On July 16, 1964, Barry Goldwater accepted the Republican presidential nomination and included a stern reply to those who suggested his wish to restrain the growth of government was “extreme”:

“I would remind you that extremism in the defense of liberty is no vice,” he told the audience, “and let me remind you also that moderation in the pursuit of justice is no virtue.”

Those charges of extremism came not just from Democrats and other liberals, but from Republican moderates in that very hall.

Goldwater knew that he had no chance of toppling a president installed just eight months earlier by an assassin’s bullet and that his bold challenge to the expansionism of Lyndon Johnson’s already simmering Great Society could earn him a lopsided defeat.

But it earned Goldwater something else: the honor of firing the first shot at a movement that conservatives have fought since – the 50-year push toward a government so large that its power crushes our liberties and its cost suffocates our future.

Ronald Reagan delivered a speech at that same 1964 convention that launched him toward the Governor’s Mansion in California two years later, something many said he could not win with his promises to freeze government hiring, crack down on war protesters and “send the welfare bums back to work.”

Goldwater gave voice to the birth of modern conservatism. Reagan brought it to the White House in 1980.

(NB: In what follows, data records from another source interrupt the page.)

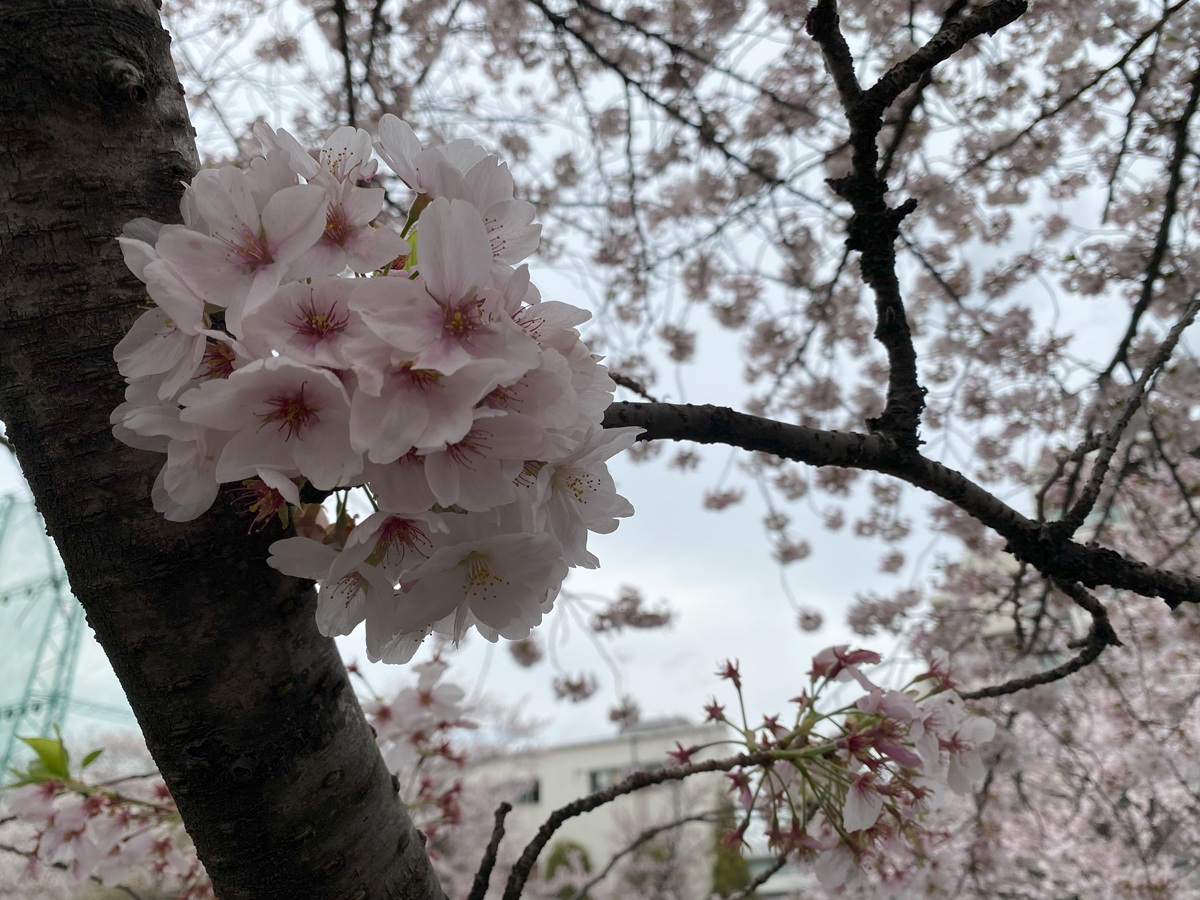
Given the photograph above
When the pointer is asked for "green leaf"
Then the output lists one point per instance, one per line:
(54, 761)
(90, 759)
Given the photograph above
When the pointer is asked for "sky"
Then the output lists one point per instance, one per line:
(729, 599)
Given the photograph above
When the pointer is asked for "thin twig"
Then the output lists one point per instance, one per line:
(763, 877)
(1075, 516)
(643, 838)
(1033, 543)
(1099, 637)
(479, 888)
(523, 867)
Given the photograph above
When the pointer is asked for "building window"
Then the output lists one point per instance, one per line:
(529, 795)
(604, 779)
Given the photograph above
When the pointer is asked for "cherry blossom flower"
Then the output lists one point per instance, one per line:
(285, 417)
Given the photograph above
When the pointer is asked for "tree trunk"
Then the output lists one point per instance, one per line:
(246, 708)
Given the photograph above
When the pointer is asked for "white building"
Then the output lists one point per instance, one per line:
(543, 780)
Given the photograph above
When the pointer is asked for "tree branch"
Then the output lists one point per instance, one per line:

Since Reagan, we have had more years of Republicans in the White House than Democrats. But under Congresses led by both parties, the size, scope and arrogance of government has brought us to today’s obvious breaking point.

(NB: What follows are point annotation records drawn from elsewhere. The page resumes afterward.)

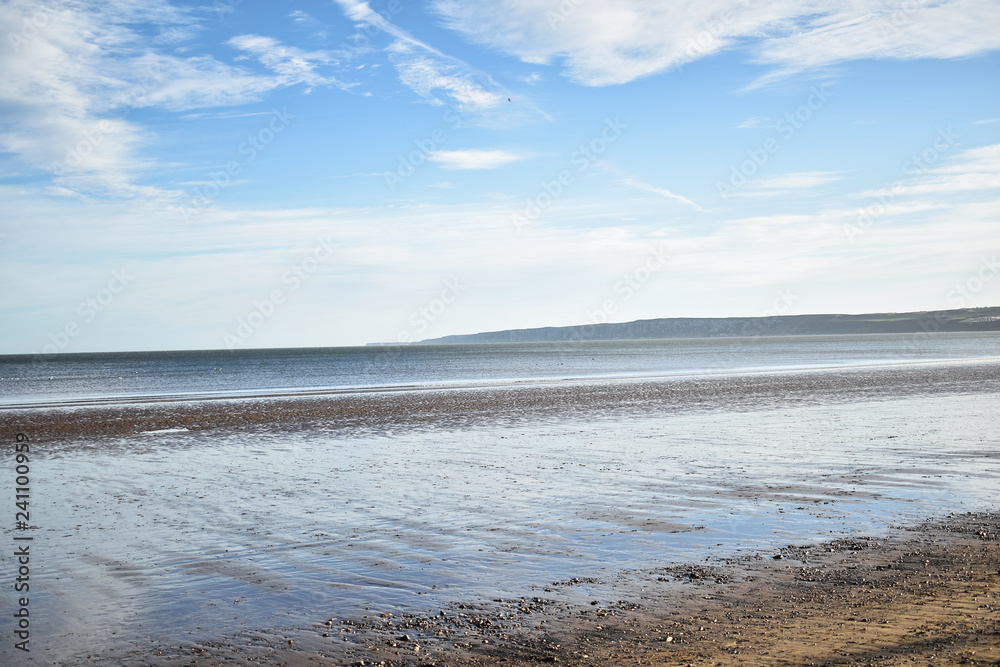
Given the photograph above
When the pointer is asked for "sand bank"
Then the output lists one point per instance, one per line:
(372, 411)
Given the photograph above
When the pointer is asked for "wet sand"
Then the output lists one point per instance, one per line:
(928, 593)
(372, 411)
(574, 522)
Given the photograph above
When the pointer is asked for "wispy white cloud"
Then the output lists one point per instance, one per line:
(68, 89)
(603, 42)
(425, 74)
(475, 158)
(795, 182)
(663, 192)
(291, 64)
(974, 169)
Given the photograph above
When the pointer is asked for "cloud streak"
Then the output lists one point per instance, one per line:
(606, 42)
(474, 158)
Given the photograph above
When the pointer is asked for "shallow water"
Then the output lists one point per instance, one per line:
(183, 536)
(56, 379)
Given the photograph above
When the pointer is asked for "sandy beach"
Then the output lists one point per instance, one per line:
(371, 411)
(928, 593)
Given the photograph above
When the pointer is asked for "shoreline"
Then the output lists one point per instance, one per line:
(929, 591)
(458, 407)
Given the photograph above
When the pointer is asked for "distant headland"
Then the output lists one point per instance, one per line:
(963, 319)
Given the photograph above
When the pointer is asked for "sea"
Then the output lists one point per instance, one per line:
(173, 537)
(121, 377)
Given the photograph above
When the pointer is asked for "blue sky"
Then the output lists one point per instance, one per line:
(251, 174)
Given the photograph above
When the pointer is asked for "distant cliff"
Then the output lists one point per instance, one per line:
(966, 319)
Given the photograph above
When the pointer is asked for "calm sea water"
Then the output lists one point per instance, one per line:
(87, 377)
(170, 537)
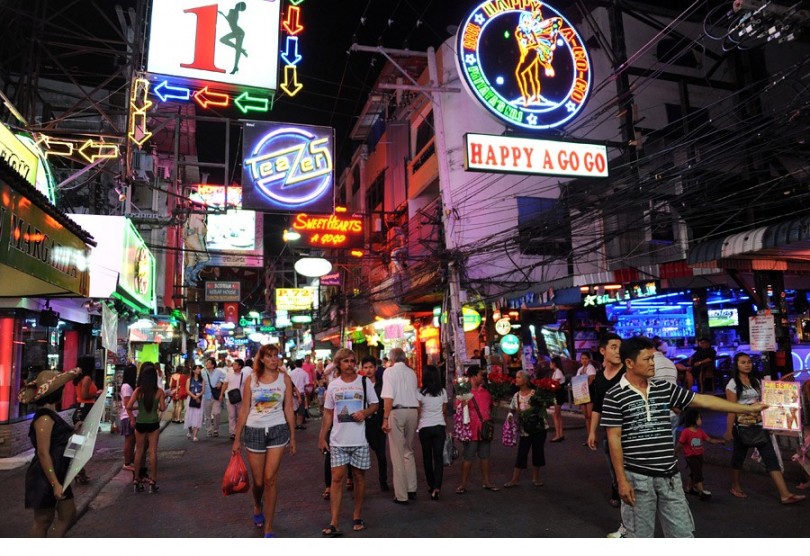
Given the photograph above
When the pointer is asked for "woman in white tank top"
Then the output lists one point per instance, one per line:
(266, 418)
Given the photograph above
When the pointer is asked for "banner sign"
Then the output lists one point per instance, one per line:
(524, 63)
(330, 231)
(784, 409)
(294, 299)
(332, 279)
(519, 155)
(223, 291)
(232, 43)
(288, 168)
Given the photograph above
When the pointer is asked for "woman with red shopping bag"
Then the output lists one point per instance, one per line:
(268, 423)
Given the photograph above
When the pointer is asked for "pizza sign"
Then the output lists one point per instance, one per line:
(524, 62)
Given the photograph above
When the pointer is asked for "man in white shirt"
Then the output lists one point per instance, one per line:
(400, 418)
(234, 380)
(300, 379)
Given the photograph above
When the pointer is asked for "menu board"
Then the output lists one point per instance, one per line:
(784, 409)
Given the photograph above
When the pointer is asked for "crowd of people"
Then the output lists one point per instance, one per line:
(369, 405)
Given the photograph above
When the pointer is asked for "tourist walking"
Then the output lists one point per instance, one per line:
(267, 426)
(532, 431)
(343, 436)
(561, 396)
(400, 418)
(234, 381)
(151, 400)
(374, 433)
(45, 491)
(746, 431)
(480, 409)
(194, 415)
(432, 427)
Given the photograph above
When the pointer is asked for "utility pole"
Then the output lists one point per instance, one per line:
(433, 93)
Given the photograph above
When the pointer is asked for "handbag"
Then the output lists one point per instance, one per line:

Evidence stretches from ocean to ocean, and its name is the tea party.

Not everyone repelled by government overreach is a self-identified tea party member. Many are independents who realize how ill-advised their 2008 Obama votes were. Others are longtime Democrats realizing their party’s current tone of radicalism bears no resemblance to its once more-tempered voice.

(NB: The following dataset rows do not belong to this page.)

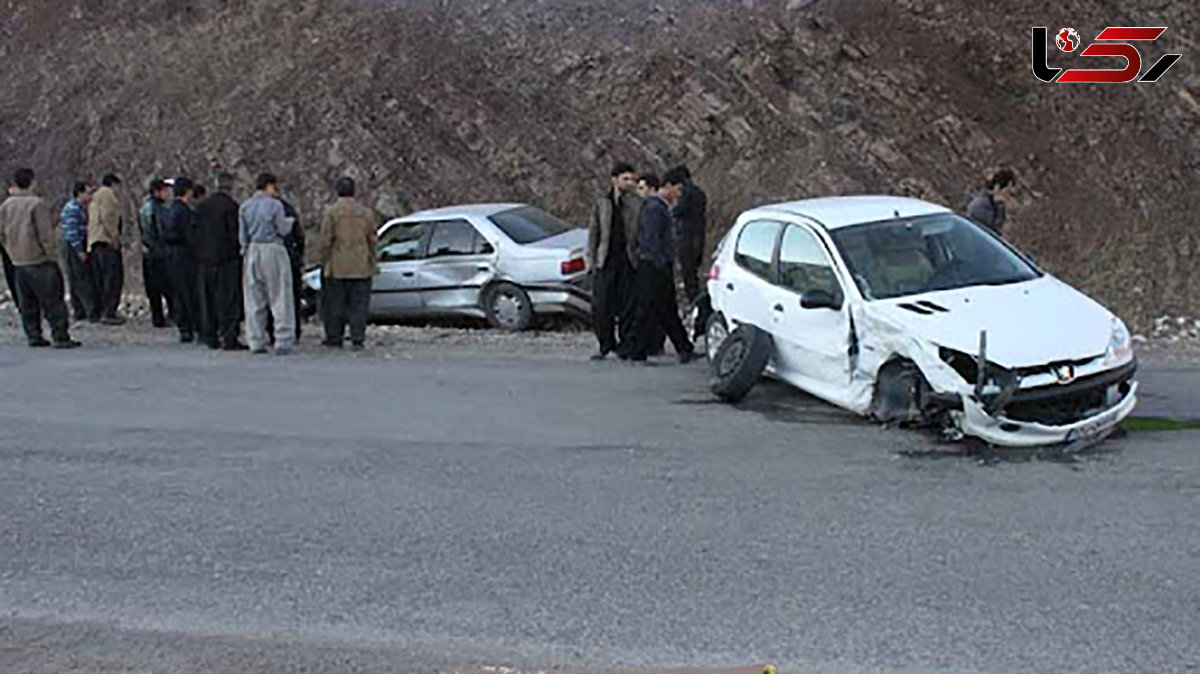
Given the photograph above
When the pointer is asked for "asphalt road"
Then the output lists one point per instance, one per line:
(172, 510)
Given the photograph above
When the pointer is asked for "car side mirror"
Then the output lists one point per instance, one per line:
(820, 300)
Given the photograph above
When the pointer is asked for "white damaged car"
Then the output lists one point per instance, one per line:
(904, 311)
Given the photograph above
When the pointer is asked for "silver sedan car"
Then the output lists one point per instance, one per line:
(507, 263)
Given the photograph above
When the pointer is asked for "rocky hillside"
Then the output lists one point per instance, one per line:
(532, 100)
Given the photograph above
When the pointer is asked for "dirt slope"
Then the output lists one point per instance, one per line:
(532, 100)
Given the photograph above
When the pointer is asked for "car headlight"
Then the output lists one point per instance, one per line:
(1120, 344)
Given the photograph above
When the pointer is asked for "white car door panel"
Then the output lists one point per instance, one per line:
(813, 344)
(394, 290)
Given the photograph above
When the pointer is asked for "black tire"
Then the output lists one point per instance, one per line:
(717, 331)
(739, 363)
(901, 395)
(508, 307)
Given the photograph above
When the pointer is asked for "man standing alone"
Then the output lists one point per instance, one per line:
(347, 247)
(75, 254)
(691, 214)
(654, 287)
(217, 253)
(154, 252)
(105, 247)
(27, 232)
(177, 224)
(268, 270)
(612, 235)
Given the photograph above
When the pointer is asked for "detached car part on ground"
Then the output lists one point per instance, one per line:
(508, 263)
(901, 310)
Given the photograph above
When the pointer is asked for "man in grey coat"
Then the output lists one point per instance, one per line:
(612, 236)
(268, 270)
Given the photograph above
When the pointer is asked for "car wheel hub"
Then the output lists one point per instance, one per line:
(714, 338)
(733, 357)
(507, 308)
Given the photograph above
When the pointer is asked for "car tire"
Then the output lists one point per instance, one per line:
(508, 307)
(739, 362)
(901, 395)
(717, 330)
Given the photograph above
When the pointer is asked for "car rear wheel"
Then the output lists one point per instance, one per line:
(739, 362)
(715, 332)
(508, 307)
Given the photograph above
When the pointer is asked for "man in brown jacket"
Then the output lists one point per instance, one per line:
(612, 236)
(27, 232)
(105, 247)
(348, 251)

The tea party movement again thrusts conservatism into a spotlight demanding attention. Reagan was not just the first president to bring consistently strong modern conservatism into the White House; he also was the last.

That is no slight to either President Bush, who deserve conservatives’ affection for the occasions they fought for such ideals. But the tea party movement is nothing less than an attempt to stop a snowball that has been rolling downhill for half a century toward an abyss of debt.

Decades of lectures from right-wing leaders and pundits could not do what one month of Obama’s actual presidency pulled off. Less than a month in, CNBC’s Rick Santelli mused about a possible public outcry against just one of this administration’s myriad schemes to explode the size of government. Within weeks, every major American city sprouted a crowd of voters suddenly energized about not just slowing but reversing the insanity.

Talk of a few Republican pickups in the House has swelled to speculation of 50 or more, all but assuring a GOP majority. Several Senate Democrats will be shown the door back to private life as well.

But tea party passions are not aimed solely at beating Democrats. Also on the endangered list are Republicans failing to live up to what a party should be when it purports to be the voice of conservatism.

Chastened Republicans are not taking it well. In Florida, the petulant Charlie Crist left the party to avoid a Senate primary loss to Marco Rubio and ran as an independent, an idea disintegrating in the polls.

Sen. Lisa Murkowski of Alaska, similarly unable to cope with rejection, channeled her narcissism into a doomed write-in campaign to thwart the tea party-style Republican who beat her, Joe Miller.

And in suddenly famous Delaware, defeated moderate Mike Castle showed that his lack of conservative spine is matched by a lack of class as he refused to endorse Senate nominee Christine O’Donnell.

Again the voices saying enough is enough are labeled “extreme.” I suppose everything is relative. Running the country into the ground financially and trampling the Constitution are mainstream; trying to stop those efforts is extreme. Right.

I have another adjective for those efforts: overdue.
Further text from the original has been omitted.